In this paper we show the novel architecture to digital circuit testing in hardware on a reconfigurable processing unit for compile-time reconfiguration.
I. INTRODUCTION
This paper introduces an architecture that targets circuit testing on a reconfigurable architecture. The proposed architecture consists of a soft-core fixed microprocessor and a Reconfigurable Processor Unit (RPU).
The former guarantees meeting soft and hard deadlines in order to achieve the intended system functionality. While the latter holds different functional blocks which are referred to as Hardware Blocks (HB). The HBs can be any circuit; however this paper targets an HB composed of a Circuit Under Test (CUT) and three compressors. The CUT and compressors are realized from [1] . There are a fixed number of HBs in the RPU, but by exploiting Run-Time Reconfigurable (RTR) architectures, we can reconfigure the RPU with different HBs while the device is active [2] . RTR architectures have the ability to change the functionality of the programmable-hardware while the system is executing the given flow. Nevertheless, RTR description is outside the scope of this paper. Additionally, the RPU allows for the simultaneous execution of several HBs in either a static or dynamic RPU.
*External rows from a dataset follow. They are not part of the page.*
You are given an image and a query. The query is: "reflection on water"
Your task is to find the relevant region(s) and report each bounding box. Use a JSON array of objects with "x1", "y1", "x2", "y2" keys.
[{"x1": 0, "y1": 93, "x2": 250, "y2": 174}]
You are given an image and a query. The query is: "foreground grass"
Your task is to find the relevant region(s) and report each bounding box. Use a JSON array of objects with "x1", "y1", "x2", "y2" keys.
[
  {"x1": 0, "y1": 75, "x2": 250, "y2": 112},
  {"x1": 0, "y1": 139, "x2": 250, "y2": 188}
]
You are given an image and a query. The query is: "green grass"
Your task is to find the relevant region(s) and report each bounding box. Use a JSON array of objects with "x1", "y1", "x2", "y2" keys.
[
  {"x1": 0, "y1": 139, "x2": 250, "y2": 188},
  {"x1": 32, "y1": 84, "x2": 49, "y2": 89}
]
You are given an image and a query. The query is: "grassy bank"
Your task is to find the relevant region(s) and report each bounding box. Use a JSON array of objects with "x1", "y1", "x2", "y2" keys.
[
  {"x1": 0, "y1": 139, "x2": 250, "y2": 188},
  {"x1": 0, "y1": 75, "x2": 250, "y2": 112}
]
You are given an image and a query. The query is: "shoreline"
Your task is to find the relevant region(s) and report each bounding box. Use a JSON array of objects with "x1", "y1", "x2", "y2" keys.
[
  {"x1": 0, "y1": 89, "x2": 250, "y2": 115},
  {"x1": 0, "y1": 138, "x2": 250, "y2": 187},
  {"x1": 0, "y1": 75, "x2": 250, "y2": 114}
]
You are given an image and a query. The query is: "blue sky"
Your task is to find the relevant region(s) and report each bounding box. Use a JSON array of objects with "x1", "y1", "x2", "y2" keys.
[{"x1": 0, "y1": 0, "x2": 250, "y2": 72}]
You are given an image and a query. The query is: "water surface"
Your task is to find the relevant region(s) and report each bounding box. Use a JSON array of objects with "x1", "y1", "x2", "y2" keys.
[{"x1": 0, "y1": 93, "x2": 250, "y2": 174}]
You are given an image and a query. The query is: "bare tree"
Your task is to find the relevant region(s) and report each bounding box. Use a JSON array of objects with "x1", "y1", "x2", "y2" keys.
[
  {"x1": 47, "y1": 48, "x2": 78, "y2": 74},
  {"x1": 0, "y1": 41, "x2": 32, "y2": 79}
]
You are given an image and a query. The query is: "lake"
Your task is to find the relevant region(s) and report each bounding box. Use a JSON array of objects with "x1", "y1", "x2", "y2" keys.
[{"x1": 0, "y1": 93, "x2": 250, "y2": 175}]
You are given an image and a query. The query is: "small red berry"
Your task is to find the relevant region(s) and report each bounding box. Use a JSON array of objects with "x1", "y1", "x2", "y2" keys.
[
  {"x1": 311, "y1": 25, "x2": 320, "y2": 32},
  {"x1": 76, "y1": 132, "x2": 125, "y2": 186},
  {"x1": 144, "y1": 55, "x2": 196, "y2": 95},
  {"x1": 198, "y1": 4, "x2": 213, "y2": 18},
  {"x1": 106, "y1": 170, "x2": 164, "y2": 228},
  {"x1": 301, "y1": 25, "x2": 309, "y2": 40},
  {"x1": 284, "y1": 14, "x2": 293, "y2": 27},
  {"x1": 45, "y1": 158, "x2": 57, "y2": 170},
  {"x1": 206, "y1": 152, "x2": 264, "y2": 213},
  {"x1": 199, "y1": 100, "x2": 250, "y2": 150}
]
Reconfigurable computer architectures, which make use of a programmable-hardware device in order to perform those tasks which would otherwise execute slower on the traditional fixed-hardware processor, have been studied by Li et al [3] . Systems employing such architectures have been implemented in [4] . These systems introduce RTR devices. This puts into practice the concept of an RPU as the programmable-hardware device that is acting as a coprocessor for the main fixed-hardware processor.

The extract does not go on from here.